China: Its Emergence as the “Workshop of the World”

 

Due to the opening up to foreign trade and investment in China in 1979, an unprecedented rate of growth was seen by the country 1980 to 2003: 9.5% growth/year, 2003 to 2008: 10% growth/year (MacKinnon and Cumbers, 2007, pp105). This growth has decelerated slightly since the recession but is still a strong 6-7% ahead of the global average (Spark, 2013). At the time when many economies saw their growth decline, during 2007 and 2012, Chinas GDP grew by a notable 60% (Spark, 2013). During the mid-20th century China was categorised as one of the “poorest countries in the world” which was mainly at fault due to its very weak health and educational systems, in addition to this, wars completely destroyed parts of the country (Spark, 2007). The Maoist period of stagnation from 1949 to 1978 was crucial in providing China with a strong economic base as during this time GDP had already started to increase by ~5% per year alongside life expectancy (Spark, 2007). 

 

In order for China to attract foreign investment, four Special Economic Zones (SEZs) were created in 1979 (MacKinnon and Cumbers, 2007, pp105) with the aim of attracting capitalists (Spark, 1013). Success of these SEZs was incredible, with two thirds of investment coming in through Hong Kong (MacKinnon and Cumbers, 2007, pp105) and the Chinese government decided to create “open coastal cities” in 1984 which meant that Western companies could now set up along the East coast of China, soon after this the Yangtze valley opened up for foreign investment (Spark, 2013).

 

A number of factors facilitated the growth of China into becoming a flourishing production economy.

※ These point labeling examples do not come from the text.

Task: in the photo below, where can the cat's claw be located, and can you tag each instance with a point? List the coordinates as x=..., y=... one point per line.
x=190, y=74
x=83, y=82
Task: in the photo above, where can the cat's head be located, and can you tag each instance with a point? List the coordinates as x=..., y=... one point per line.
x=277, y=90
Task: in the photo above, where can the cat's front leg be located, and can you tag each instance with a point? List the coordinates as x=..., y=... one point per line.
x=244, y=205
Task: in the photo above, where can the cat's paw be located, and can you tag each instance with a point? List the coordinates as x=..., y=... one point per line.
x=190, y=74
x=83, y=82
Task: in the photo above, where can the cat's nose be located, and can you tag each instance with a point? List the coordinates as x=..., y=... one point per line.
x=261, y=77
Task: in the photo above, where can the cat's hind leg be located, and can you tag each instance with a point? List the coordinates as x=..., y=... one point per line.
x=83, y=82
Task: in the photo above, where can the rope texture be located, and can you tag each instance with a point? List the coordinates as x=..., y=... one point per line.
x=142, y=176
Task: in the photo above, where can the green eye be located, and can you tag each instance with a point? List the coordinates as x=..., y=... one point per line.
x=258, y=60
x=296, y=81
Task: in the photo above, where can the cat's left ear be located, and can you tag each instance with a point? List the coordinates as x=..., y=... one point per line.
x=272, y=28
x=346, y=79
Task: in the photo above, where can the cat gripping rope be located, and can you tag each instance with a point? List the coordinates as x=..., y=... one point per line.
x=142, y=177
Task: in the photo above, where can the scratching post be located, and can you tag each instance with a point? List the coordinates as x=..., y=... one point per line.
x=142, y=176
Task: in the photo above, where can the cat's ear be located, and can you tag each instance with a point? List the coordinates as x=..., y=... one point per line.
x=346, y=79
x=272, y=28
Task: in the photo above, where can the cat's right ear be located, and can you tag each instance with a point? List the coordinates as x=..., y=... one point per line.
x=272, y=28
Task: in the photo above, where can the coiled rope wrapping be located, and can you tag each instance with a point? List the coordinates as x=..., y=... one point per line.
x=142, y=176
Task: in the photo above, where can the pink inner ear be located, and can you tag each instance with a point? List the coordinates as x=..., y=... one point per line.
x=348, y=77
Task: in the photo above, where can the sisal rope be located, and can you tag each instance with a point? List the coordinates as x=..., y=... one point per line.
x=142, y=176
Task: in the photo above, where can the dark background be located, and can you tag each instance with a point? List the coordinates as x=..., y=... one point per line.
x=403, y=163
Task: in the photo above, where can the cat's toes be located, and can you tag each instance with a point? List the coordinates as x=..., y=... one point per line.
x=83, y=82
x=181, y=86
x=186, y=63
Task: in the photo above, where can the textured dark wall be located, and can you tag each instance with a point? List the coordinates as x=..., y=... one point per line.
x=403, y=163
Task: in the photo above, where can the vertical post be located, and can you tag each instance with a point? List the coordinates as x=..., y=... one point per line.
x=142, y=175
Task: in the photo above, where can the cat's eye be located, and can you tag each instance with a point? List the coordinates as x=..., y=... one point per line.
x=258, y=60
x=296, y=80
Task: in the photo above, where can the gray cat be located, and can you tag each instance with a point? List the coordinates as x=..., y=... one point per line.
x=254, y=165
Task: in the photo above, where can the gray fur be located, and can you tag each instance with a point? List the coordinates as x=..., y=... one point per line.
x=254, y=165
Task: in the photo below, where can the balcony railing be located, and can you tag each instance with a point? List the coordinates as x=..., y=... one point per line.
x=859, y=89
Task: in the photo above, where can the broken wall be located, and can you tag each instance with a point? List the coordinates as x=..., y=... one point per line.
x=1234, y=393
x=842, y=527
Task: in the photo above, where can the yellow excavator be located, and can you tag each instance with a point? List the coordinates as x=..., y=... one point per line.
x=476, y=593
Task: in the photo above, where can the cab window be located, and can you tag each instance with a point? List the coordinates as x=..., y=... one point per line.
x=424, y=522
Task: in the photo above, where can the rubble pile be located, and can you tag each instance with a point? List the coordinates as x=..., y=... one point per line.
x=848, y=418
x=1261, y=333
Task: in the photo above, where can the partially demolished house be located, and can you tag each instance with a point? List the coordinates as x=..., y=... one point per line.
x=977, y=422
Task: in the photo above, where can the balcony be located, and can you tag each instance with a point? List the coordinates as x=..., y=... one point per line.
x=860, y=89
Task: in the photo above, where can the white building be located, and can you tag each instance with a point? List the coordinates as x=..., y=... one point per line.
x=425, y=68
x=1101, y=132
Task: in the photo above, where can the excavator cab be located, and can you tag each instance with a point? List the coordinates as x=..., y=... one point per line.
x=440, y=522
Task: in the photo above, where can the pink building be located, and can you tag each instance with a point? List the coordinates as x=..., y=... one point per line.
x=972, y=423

China has a large labour supply, meaning supply outstrips demand for work. The Chinese workforce will work for low wages as they are mainly lower middle or working class (Investopedia, n.d.). There are also no workers’ rights relating to child labour or low wages, meaning companies can get away with paying the lowest possible wage. Chinas evolution of supply chains has helped to support its growth as many areas now connect together to form a system of manufacturing through low cost labour, large workforces with great technical skills, component manufacturers, suppliers and customers (Investopedia, n.d.). For example, in the late 1980s China supported the fastest growing automobile industry, which was composed of six main clusters around China that all linked together (Mackinnon and Cumbers, 2007, pp233). By 2003 every single major player in this industry had invested in China, proving the singularity of Chinese bargaining power in gaining access to any world market (MacKinnon and Cumbers, 2007, pp234). 1985 saw the abolition of “double taxation” on exported goods from China, which increased its competition and lower tax rates and meant that production costs could be kept down (Investopedia, n.d.).

 

Chinas dominance over other economies is not likely to remain forever. Already we are seeing newer emerging economies (such as India) with growth rates increasing rapidly and they may pass China in the near future. As China shifts to a more knowledge based economy, away from production, this will cause wage rates to rise meaning the one key advantage that China historically had, i.e. cheap labour, will no longer be maintained, reducing Chinas competitiveness (Investopedia, n.d.). 

 

Chinas growth has not all been positive. The country has suffered both socially and environmentally since the start of its growth period. The poorest nations in the world have a similar divide between the incomes of the rich and the poor to China and due to the mass rural to coastal migration, regional inequalities have severely worsened (MacKinnon and Cumbers, 2007, pp105). Environmental degradation and pollution is incomparable to any other country, seen as a major factor of Chinas growth is dependent on using up masses of raw materials and energy (MacKinnon and Cumbers, 2007, pp106).